After months of resistance, federal departments are suddenly flooding the Parliamentary Budget Office with promises to tell all when it comes to internal spending cuts.
As a result, the Conservative government appears to have avoided a potentially embarrassing legal battle. Parliamentary Budget Officer Kevin Page had threatened to take departments to Federal Court if they didn’t comply with his long-standing request to outline exactly how the cuts announced in the March budget will be achieved.
Mr. Page’s Oct. 10 deadline to 56 departments came and went, but by Thursday about a third of them had promised to comply by Friday, Oct. 19, and PBO officials say indications are that all departments will provide reports outlining their spending cuts by that date.
“Time will tell if there is any victory for Parliament and Canadians on the supply of budget-related information. There is some early positive movement,” Mr. Page said in an e-mail Thursday.
Until this week, the government – via Clerk of the Privy Council Wayne Wouters – had argued departments are already doing enough in terms of providing transparent reports to Parliament through various means, including quarterly financial statements.
The rhetoric heated up last week, when Treasury Board President Tony Clement accused Mr. Page of going beyond his mandate by requesting information on spending cuts.
On Thursday, Mr. Clement’s spokewoman expressed a similar sentiment.
“The government has always provided the PBO with data that falls within his mandate, and will continue to do so,” said Andrea Mandel-Campbell in a statement. “Rather than spending resources tracking money that won’t be spent, the PBO should be focused on his mandate: providing analysis to Parliamentarians concerning money that will be spent.”
NDP finance critic Peggy Nash held a news conference Thursday to comment on the issue, saying the government should never have allowed it to reach this point. “It is a very sad day for this country that the PBO has had to take this unprecedented step of threatening legal action to get this information.”

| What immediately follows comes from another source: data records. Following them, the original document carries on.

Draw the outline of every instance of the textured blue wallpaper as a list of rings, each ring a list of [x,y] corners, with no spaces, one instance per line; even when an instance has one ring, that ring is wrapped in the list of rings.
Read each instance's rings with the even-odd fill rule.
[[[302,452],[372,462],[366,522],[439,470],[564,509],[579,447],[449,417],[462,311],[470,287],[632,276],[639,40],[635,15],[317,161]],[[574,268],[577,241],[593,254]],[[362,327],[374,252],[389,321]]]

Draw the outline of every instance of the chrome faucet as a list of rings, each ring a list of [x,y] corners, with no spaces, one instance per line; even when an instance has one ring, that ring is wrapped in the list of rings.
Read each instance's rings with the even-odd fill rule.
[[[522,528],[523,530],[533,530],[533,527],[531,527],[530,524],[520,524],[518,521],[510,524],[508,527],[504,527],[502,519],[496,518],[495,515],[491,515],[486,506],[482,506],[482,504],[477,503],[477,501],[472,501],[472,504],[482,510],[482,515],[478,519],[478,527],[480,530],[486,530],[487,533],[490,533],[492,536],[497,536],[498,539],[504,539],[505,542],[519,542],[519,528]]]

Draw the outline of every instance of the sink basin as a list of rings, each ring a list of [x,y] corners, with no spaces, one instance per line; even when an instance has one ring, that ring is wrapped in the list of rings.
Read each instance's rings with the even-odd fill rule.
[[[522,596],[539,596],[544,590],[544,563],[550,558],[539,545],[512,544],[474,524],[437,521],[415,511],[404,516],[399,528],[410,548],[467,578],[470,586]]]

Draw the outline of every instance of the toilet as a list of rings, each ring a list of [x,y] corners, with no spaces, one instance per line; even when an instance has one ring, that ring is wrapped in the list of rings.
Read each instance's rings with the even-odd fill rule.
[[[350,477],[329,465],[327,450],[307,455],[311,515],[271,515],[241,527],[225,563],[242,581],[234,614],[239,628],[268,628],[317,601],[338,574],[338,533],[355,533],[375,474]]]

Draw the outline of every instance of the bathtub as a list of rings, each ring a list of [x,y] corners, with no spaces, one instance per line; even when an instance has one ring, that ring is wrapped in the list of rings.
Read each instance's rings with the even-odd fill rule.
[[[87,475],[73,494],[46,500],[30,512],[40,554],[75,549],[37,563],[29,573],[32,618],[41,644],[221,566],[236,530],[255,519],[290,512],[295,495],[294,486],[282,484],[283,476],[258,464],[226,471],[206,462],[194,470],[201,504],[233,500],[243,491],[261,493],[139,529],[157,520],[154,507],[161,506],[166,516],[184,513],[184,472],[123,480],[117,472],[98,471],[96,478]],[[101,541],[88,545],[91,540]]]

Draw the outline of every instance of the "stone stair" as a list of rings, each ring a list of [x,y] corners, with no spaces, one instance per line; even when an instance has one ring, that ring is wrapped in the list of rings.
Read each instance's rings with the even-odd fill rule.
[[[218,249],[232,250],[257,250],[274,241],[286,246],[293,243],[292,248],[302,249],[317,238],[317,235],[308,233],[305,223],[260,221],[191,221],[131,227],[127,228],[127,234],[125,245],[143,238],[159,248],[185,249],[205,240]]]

Mr. Clement has maintained that details on cuts would ultimately be made public through the normal channels – known as the estimates – which report throughout the year on a regular cycle.
However, because the government took the position that the 2012 budget came too late in the year for its decisions to be reflected in these reporting documents, this year’s cycle of reports do not necessarily reflect budget cuts.
Under this reporting cycle, it would not be until the spring of 2013 that Parliament would receive a full forward-looking description from departments on the impact of spending cuts from the March budget.